Wat het relaas van de parlementaire zitting betreft, laat Rzoska zien hoe verduiveld moeilijk het is adequaat te reageren op dingen des levens; Van Ooteghem was de 90 voorbij en had binnen het democratische, parlementaire bestel zijn verdiensten. Men kan zich ook afvragen of hij, door zijn bemoeienissen via het Sint-Maartenfonds niet had bijgedragen tot een temperen van de antidemocratische gevoeligheden in die kringen; Dat Rzoska en Johan Danen bleven voor Groen in het halfrond om de oude Oswald van Ooteghem te gedenken en rouwhulde te brengen, zoals dat met overledenen gaat, die parlementslid is geweest en eervol het parlement heeft verlaten te beurt valt.

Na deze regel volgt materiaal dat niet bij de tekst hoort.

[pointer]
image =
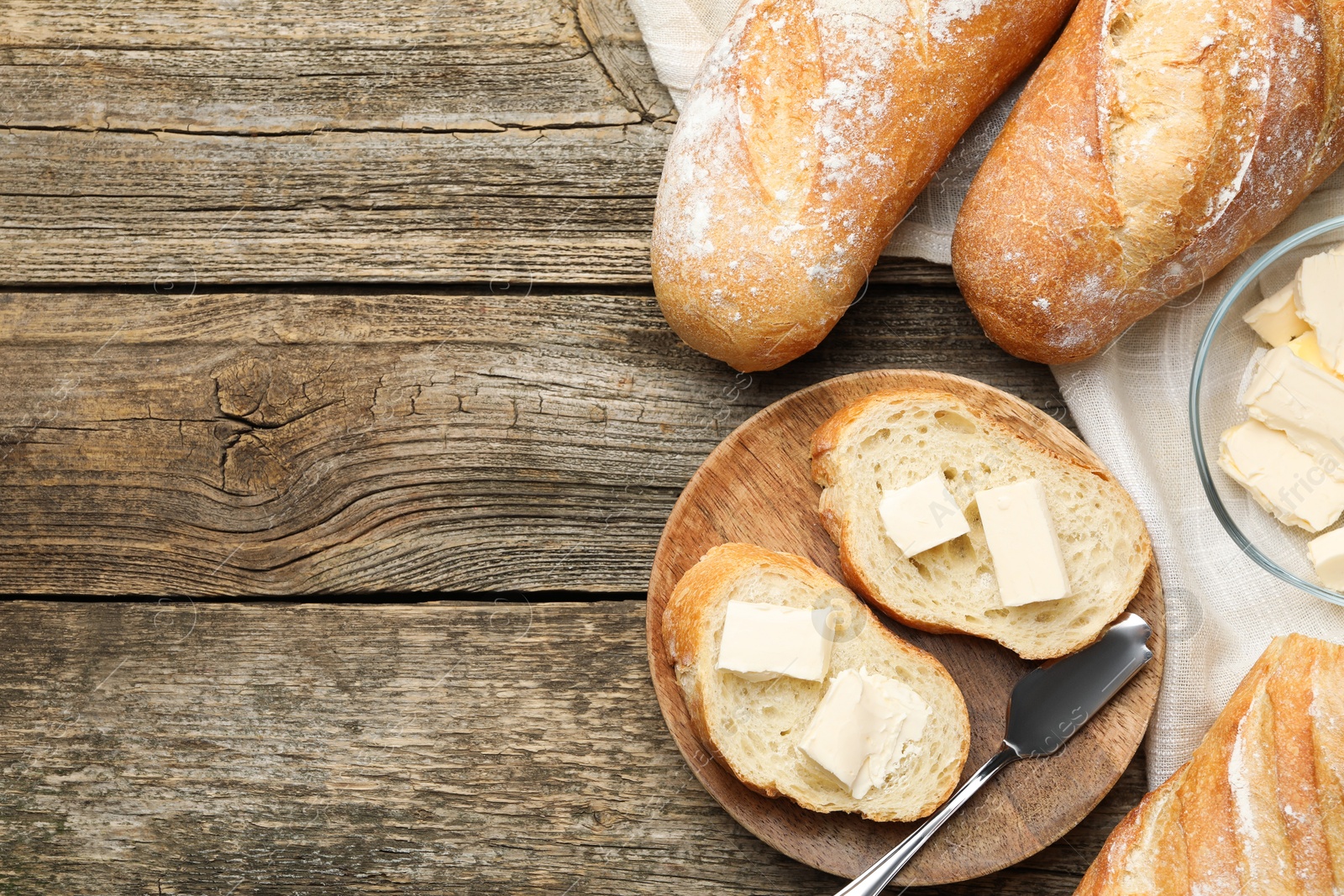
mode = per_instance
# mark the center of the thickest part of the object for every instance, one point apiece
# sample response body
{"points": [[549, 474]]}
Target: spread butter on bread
{"points": [[763, 731], [891, 439]]}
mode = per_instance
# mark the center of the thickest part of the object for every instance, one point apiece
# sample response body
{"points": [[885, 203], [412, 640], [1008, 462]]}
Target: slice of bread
{"points": [[754, 727], [894, 438]]}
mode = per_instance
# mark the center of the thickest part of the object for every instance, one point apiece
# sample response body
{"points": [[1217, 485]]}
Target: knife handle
{"points": [[874, 880]]}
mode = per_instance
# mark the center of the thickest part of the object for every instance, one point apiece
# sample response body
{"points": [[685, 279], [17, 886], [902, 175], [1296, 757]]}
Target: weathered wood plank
{"points": [[474, 748], [302, 141], [289, 443]]}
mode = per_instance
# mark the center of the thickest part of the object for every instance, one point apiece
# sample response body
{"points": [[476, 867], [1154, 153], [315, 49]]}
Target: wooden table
{"points": [[353, 298]]}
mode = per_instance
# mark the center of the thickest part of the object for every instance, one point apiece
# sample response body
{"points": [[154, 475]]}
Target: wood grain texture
{"points": [[757, 488], [296, 141], [428, 748], [291, 443]]}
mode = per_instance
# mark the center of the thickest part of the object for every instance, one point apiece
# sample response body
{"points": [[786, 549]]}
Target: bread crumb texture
{"points": [[754, 727], [893, 439]]}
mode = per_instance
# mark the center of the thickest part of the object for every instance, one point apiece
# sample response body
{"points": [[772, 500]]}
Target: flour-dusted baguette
{"points": [[754, 727], [1260, 806], [811, 129], [1155, 144], [893, 439]]}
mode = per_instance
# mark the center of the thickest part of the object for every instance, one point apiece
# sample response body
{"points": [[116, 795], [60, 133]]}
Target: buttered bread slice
{"points": [[800, 691], [1042, 551]]}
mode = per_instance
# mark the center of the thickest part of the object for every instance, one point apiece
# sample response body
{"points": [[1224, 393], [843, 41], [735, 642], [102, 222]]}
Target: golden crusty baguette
{"points": [[811, 129], [1258, 806], [753, 727], [1155, 144]]}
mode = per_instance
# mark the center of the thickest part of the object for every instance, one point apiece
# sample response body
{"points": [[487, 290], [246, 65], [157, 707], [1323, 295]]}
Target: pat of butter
{"points": [[864, 726], [766, 641], [1276, 320], [1281, 477], [1328, 558], [1307, 348], [1028, 563], [1304, 402], [922, 516], [1320, 302]]}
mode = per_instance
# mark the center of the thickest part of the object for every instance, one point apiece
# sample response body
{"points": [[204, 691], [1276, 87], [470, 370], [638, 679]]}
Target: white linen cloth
{"points": [[1129, 403]]}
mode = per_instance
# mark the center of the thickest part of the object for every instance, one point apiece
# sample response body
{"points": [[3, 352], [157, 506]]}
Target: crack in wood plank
{"points": [[187, 748]]}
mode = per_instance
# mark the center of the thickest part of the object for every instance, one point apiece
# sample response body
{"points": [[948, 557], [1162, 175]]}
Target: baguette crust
{"points": [[1257, 809], [1156, 143], [690, 633], [843, 517], [812, 128]]}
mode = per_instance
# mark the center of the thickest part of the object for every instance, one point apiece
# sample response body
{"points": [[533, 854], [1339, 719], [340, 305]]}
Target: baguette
{"points": [[812, 128], [1156, 143], [895, 438], [753, 728], [1258, 806]]}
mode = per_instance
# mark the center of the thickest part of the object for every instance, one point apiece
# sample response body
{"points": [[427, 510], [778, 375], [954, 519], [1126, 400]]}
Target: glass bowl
{"points": [[1222, 369]]}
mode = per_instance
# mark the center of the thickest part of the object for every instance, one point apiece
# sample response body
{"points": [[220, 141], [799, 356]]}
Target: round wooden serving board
{"points": [[757, 488]]}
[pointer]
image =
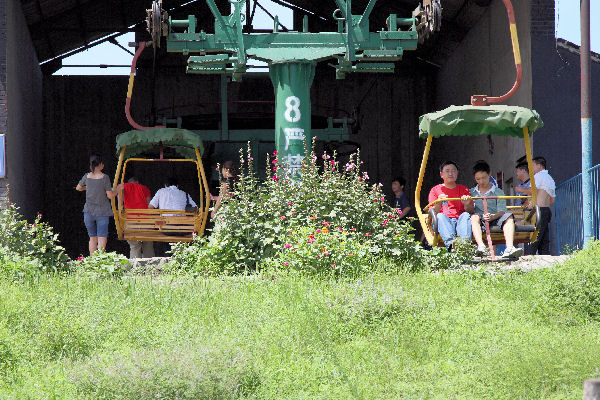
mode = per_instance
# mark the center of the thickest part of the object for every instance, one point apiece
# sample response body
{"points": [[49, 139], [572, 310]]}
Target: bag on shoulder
{"points": [[188, 206]]}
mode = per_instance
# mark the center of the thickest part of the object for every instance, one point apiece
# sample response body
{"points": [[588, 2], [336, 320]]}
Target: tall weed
{"points": [[34, 241]]}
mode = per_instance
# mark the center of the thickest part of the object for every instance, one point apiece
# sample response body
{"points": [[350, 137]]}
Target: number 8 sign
{"points": [[292, 104]]}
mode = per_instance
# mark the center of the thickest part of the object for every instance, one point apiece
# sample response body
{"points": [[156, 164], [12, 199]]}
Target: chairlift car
{"points": [[468, 120], [160, 225]]}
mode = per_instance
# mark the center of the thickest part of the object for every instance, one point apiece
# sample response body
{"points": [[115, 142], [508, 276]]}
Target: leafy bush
{"points": [[576, 283], [31, 240], [181, 373], [334, 203], [102, 264]]}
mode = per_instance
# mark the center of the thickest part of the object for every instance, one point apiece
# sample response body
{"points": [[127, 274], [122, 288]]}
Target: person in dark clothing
{"points": [[229, 174], [400, 198]]}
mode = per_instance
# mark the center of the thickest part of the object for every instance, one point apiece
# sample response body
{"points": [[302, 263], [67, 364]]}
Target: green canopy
{"points": [[181, 140], [479, 120]]}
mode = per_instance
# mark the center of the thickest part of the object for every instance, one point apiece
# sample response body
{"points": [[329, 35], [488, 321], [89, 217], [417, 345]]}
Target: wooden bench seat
{"points": [[158, 225], [525, 226]]}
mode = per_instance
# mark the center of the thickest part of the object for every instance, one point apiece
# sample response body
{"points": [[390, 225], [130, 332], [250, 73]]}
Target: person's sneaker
{"points": [[481, 250], [513, 252]]}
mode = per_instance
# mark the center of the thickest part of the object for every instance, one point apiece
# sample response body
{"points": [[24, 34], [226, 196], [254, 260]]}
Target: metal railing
{"points": [[568, 212]]}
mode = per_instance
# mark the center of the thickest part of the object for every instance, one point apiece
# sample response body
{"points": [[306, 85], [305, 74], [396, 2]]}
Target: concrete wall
{"points": [[23, 113], [484, 64], [84, 114], [556, 96]]}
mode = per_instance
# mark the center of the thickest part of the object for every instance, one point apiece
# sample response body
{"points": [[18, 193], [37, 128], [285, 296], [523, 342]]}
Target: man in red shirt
{"points": [[137, 196], [454, 217]]}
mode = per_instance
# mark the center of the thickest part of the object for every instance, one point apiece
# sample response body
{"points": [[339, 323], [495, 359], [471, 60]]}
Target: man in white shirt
{"points": [[171, 197], [545, 187]]}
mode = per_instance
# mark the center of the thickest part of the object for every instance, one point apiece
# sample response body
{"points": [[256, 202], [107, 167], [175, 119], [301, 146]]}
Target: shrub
{"points": [[181, 373], [31, 240], [253, 223], [576, 283], [102, 264]]}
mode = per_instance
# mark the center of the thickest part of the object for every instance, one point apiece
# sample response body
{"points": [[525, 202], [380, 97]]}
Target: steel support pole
{"points": [[586, 124], [224, 109], [292, 81]]}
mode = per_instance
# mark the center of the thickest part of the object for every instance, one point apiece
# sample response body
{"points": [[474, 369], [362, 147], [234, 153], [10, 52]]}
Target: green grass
{"points": [[455, 335]]}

De verwijzing naar dit gebeuren, waarin links in een wel echt hevige kramp schoot, laat niet  toe, zoals Björn Rzoska aangeeft, dat mensen van deze tijd over de gevaren voor de democratie, de parlementaire rechtsstaat en concepten als de waardigheid  van het individu vanzelf verwijzen naar de jaren dertig, ook al wijzen ze elke “reductio ad hitlerum” af. Hitler, de NSDAP en ook Stalin, ze maken deel uit van de geschiedenis, maar bijvoorbeeld de Witte Roos, die niet ons (Europese) geheugen gegrift staat, noch de Poolse legerchef Maczek, die een standbeeld kreeg in Terneuzen, die door zich in het Westen in te zetten tegen  de Duitse bezetters van zijn land en tegen de communisten – er waren twee Poolse regeringen in Ballingschap, één in Londen en één in Moskou, kennen we ook maar van verre.

 

Björn Rzoska heeft zichzelf moeten uitschakelen om als historicus het verhaal van zijn beide grootvaders te brengen, maar hij doet niet wat anderen hebben gedaan, de familiale band ontkennen, want zijn grootvader, Paul Rumes was hem maar al te vertrouwd  en ook de Poolse Stefan Rzoska, die bij Manta, de dekenfabrikant in Waasmunster werkte kon hij alleen zien als de bompa, al had die vooral om zichzelf en het eigen vege lijf te redden, een verhaal verteld dat minder naast de kwestie was dan dat van Paul Rumes. Stefan had de zware gevechten om de Scheldemonding en Walcheren niet gevochten, waarbij inundatie van de polders aan het Leopoldkanaal ingezet werd door de Duitse verdedigers van hun derde Rijk. Het boek lezen geeft een scherp inzicht in wat mensen kan drijven tot extremisme en hoe nadien de ontkenning volgde en het bagatelliseren van de eigen rol. Drie mannen uit Lokeren en Waasmunster trekken voor de aanval op de Sovjet-Unie naar de SS en gaan er aan de slag als vechtmachines? Dat ze niet schroomden deel te nemen aan de genocides, al wisten ze er niet van, maakt, zegt Rzoska, dat hij, ondanks zijn goede band dat hij die wreedheid niet over het hoofd kan zien. Een wreedheid die  door de waanidee, de almacht van het al-duitse, Germaanse wereldrijk, waarin ze nooit iets zouden hebben betekend, maakt het voor de auteur, historicus en liefhebbende kleinzoon des te meer bewonderenswaardig dat hele kluwen van opportunistische leugens te hebben ontrafeld, niet wegkijkend van de waarheid.